As the name suggests, there is a significant unmet need when it comes to treating treatment-resistant depression (TRD). This significant subset of people living with major depressive disorder (MDD) remains unresponsive to conventional antidepressant medications such as SSRIs. Given this unmet need, researchers are continuously searching for new treatments. In the realm of psychedelic research, this particular subset of people with depression has been the main focus of researchers and industry players alike. Ketamine is already available off-label to those with TRD while trials with psilocybin have shown great promise in alleviating symptoms of this disorder. This promise has spurred research into the possibilities of using other psychedelic compounds as well as the potential off-label use of readily available medications.

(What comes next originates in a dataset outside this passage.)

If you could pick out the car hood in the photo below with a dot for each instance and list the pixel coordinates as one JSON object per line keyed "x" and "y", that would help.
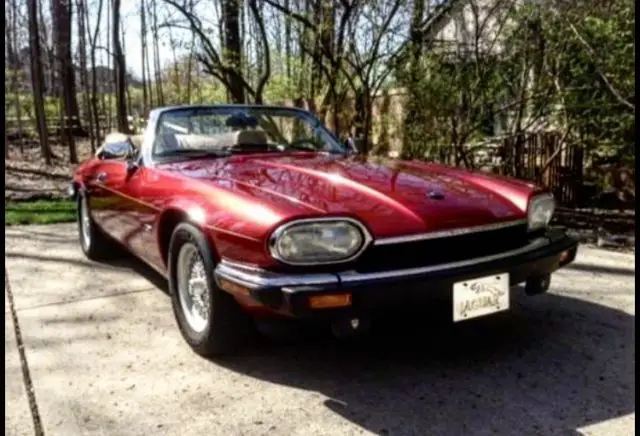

The present paper is one of the first to make a case for the use of Nitrous Oxide (NO2) to treat TRD. NO2, also known as laughing gas, is a gas that is commonly used for general anaesthesia, procedural sedation, dental anaesthesia, and to treat severe pain. The authors of this paper argue that NO2 could be used for TRD given its antagonism at the NMDA receptor, which is the same property through which the antidepressant effects of ketamine are believed to be mediated.
No laughing matter:
- Recent studies using NO2 to treat TRD directly or as an adjunctive therapy found that it is a fast-acting antidepressant with effects that can last up to two weeks in certain individuals.
- As well as the NMDA receptor, NO2 has been shown to act on other receptors such as opioid receptors, which may explain its potential pain-relieving effects.
- Compared to ketamine, NO2 has different electrophysiological effects at the NMDA receptor, and from a safety perspective, there have been no reports of psychosis related to NO2.
Overall, the present study provides food for thought on the possibilities of using NO2 to treat TRD. While further research is clearly needed to establish dosing protocols, the safety profile, mechanisms of action and more, the fact NO2 is widely used means it could be a cheap alternative to alleviate the symptoms of TRD in comparison to the costs of other psychedelic therapies.
Research Report Readout
A comprehensive review of clinical trials involving either ibogaine or noribogaine provides further evidence that these substances can be used to treat various aspects of substance use disorders (SUDs). The severe side effects recorded in the trials are also discussed.
An open-label study compared the effects of six intravenous ketamine infusions (0.5 mg/kg) on anhedonia (the inability to feel pleasure) in patients with major depressive disorder (MDD) (n=77) or bipolar depression (BD) (n=20). Similar significant reductions in the MADRS anhedonia subscale score were observed and maintained with repeated infusions in both groups.
A study involving esketamine in people with TRD found there to be no sex differences when using esketamine in this population. This posthoc analysis found the efficacy and overall safety of esketamine to be similar for both men and women.
Using fMRI, researchers found that LSD (100 mg) decreased inhibitory effective connectivity from the salience network (SN) to the default mode network (DMN) as well as decreasing inhibitory effective connectivity from DMN to dorsal attention network (DAN). These findings suggest anticorrelation between resting networks may be a key neural mechanism of LSD peak experiences.
Eduardo Schenberg and Konstantin Gerber question the epistemic authority of western science and medicine in over 30 years of research on ayahuasca. The researchers propose new approaches to maintain epistemically fair research and ensure indigenous peoples traditional knowledge and biocultural heritage is maintained.
In a survey study (n=803) participants with depressive symptoms rated cognitive-behavioural therapy (CBT) as being more credible than psilocybin-assisted therapy (PAT). Men and lifetime psychedelic users rated PAT more credible than women and non-users.